Academic Catalog

PSIR501 SOCIAL AND POLITICAL THEORY

Course Code: 3540501
METU Credit (Theoretical-Laboratory hours/week): 3(3-0)
ECTS Credit: 8.0
Department: Political Science And International Relations
Language of Instruction: English
Level of Study: Graduate
Course Coordinator: Lecturer Dr. NIGEL MARK GREAVES
Offered Semester: Fall Semesters.

Course Content

This course will make an in-depth study of some of the key developments and personalities in social and political theory of the modern era. We cover thinkers who offer accounts of how society can be best organised and administered. This is often an urgent question since societies do exist and do have to be ordered and administered.
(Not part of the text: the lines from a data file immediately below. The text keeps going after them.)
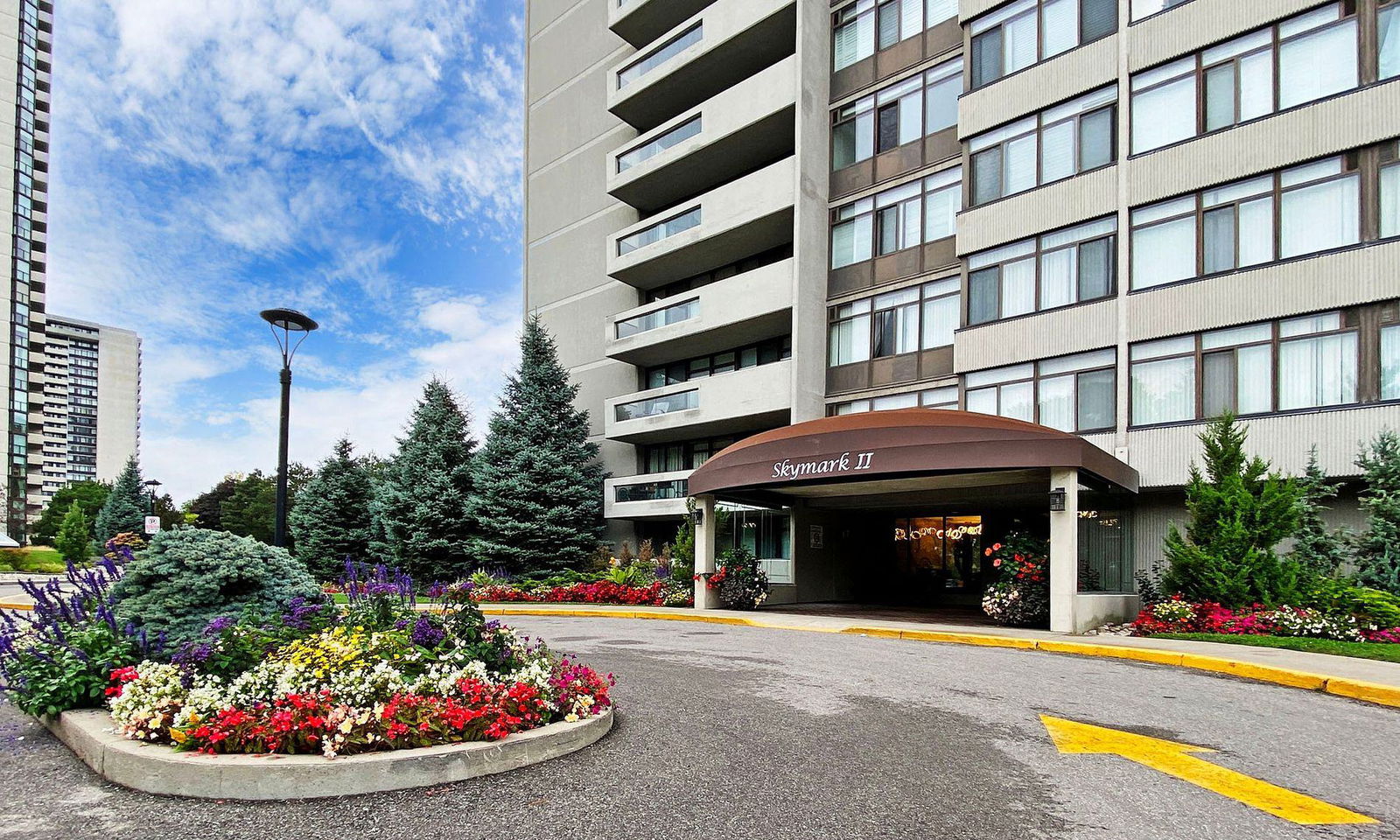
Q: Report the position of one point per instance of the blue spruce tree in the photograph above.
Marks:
(538, 501)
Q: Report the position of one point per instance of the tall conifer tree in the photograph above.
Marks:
(538, 497)
(420, 506)
(125, 508)
(331, 520)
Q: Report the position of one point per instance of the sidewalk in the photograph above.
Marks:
(1362, 679)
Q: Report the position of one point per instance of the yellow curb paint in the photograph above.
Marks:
(1362, 690)
(1112, 651)
(1176, 760)
(1284, 676)
(1344, 688)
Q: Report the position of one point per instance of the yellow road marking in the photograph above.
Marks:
(1176, 760)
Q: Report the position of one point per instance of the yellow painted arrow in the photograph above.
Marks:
(1175, 760)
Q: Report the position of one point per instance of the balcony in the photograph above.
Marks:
(641, 21)
(725, 403)
(657, 496)
(713, 51)
(723, 226)
(739, 130)
(741, 310)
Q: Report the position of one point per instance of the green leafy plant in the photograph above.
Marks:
(1239, 510)
(188, 578)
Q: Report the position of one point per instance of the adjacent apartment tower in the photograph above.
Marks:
(1112, 217)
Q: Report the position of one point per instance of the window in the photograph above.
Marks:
(1299, 363)
(658, 231)
(898, 116)
(1390, 363)
(1054, 144)
(718, 363)
(1054, 270)
(1234, 226)
(919, 318)
(1070, 394)
(1021, 34)
(940, 312)
(660, 55)
(1316, 363)
(658, 405)
(895, 219)
(650, 150)
(1298, 60)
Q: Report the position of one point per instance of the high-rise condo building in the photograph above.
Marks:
(91, 403)
(27, 32)
(882, 284)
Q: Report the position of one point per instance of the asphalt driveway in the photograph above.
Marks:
(751, 732)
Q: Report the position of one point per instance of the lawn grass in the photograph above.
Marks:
(1362, 650)
(32, 559)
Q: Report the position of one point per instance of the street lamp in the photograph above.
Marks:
(150, 489)
(284, 324)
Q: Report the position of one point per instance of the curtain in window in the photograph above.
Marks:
(1318, 371)
(1164, 391)
(1164, 252)
(1019, 165)
(1318, 65)
(1390, 363)
(1390, 41)
(1164, 116)
(1018, 287)
(1019, 42)
(1096, 399)
(1057, 151)
(1061, 25)
(1057, 403)
(1059, 272)
(1320, 217)
(942, 214)
(1390, 200)
(940, 321)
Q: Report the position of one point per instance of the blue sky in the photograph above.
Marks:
(359, 160)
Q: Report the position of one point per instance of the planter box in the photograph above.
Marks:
(158, 769)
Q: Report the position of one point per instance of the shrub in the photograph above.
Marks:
(1021, 595)
(1239, 511)
(738, 580)
(189, 578)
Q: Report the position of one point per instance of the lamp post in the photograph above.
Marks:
(284, 324)
(150, 489)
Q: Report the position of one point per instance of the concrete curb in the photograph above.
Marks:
(158, 769)
(1378, 693)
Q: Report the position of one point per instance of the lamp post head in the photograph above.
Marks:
(289, 321)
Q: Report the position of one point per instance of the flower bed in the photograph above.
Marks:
(377, 676)
(1178, 615)
(654, 594)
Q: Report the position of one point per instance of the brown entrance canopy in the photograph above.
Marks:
(903, 443)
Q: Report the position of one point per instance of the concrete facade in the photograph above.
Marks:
(668, 144)
(91, 402)
(25, 65)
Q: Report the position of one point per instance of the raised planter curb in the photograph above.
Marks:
(1368, 692)
(158, 769)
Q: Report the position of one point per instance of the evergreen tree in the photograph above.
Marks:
(1318, 550)
(1239, 511)
(90, 496)
(74, 538)
(538, 497)
(1378, 548)
(420, 504)
(331, 518)
(125, 508)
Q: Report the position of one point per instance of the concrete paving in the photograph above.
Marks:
(728, 732)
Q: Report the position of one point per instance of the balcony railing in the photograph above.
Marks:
(672, 314)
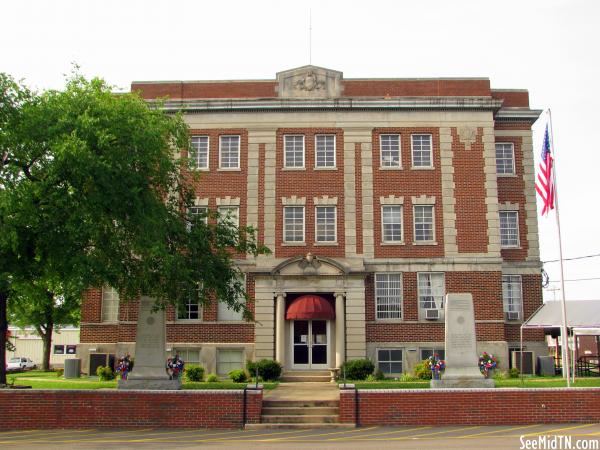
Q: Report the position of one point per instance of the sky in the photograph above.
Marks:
(549, 47)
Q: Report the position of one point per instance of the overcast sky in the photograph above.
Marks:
(549, 47)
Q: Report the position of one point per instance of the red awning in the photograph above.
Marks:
(310, 307)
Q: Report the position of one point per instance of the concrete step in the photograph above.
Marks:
(329, 418)
(300, 411)
(298, 426)
(300, 403)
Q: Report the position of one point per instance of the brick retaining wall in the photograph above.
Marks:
(471, 407)
(28, 409)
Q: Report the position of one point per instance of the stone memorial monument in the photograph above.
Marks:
(150, 360)
(462, 368)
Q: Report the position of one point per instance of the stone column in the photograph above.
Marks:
(280, 328)
(340, 330)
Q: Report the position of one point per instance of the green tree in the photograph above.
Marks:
(91, 194)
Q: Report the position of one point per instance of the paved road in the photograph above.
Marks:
(408, 438)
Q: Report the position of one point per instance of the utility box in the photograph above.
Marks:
(72, 368)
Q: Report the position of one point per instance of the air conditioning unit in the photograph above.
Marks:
(512, 315)
(432, 314)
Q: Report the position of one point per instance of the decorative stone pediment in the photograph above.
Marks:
(309, 82)
(309, 265)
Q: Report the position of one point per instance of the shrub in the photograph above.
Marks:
(105, 373)
(238, 375)
(194, 373)
(358, 369)
(422, 371)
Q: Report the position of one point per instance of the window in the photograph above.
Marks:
(198, 154)
(427, 352)
(431, 290)
(229, 214)
(509, 229)
(59, 349)
(505, 160)
(294, 151)
(229, 152)
(189, 311)
(188, 355)
(421, 150)
(293, 224)
(512, 296)
(389, 147)
(110, 305)
(325, 224)
(389, 360)
(325, 150)
(228, 360)
(423, 223)
(391, 223)
(388, 295)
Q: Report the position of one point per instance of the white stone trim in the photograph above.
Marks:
(228, 201)
(391, 200)
(423, 200)
(324, 200)
(293, 201)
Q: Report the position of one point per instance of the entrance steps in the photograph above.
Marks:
(307, 375)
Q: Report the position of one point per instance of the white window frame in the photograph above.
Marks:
(239, 151)
(294, 242)
(437, 301)
(381, 160)
(505, 232)
(412, 151)
(285, 161)
(512, 159)
(508, 302)
(194, 163)
(383, 237)
(388, 297)
(317, 166)
(415, 223)
(113, 296)
(326, 241)
(391, 361)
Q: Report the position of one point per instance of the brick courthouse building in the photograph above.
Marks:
(376, 196)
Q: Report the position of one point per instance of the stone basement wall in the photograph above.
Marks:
(471, 406)
(44, 409)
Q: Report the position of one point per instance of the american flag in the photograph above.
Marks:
(544, 185)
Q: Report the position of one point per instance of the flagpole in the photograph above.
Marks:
(566, 369)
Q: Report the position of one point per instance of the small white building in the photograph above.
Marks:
(29, 344)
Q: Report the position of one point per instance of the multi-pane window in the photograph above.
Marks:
(389, 360)
(198, 154)
(431, 290)
(188, 355)
(391, 223)
(189, 311)
(325, 224)
(423, 223)
(110, 304)
(228, 360)
(325, 150)
(389, 147)
(512, 296)
(293, 224)
(230, 214)
(421, 150)
(294, 151)
(509, 229)
(229, 152)
(505, 158)
(388, 295)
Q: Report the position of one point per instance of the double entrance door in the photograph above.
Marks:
(310, 339)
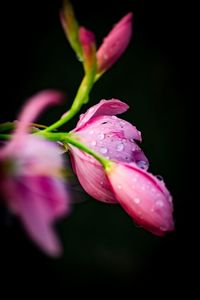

And yet we encounter inevitably deeper-lying questions also as to how society might be organised and administered, not only effectively and efficiently, but so arranged as to do justice to human beings - provide security and freedom, and so on. This causes us to enquire in turn as to the nature of humans and their societies, which raises further questions, such as how it is humans are capable of living in society at all. Are we selfish or altruistic? Are our natures fixed or malleable? Do humans make society or does society somehow make humans? These are some of the fascinating themes to be covered. We range from Hobbes, Locke, Rousseau and the early contract theorists through to the rise of German reason in the 19th century, post-Enlightenment criticism, to more recent 20th century postmodernist arguments. We shall identify some key topics and principles which seem to encapsulate the concerns of political and social speculation, together with the practical political and social problems of the age in question.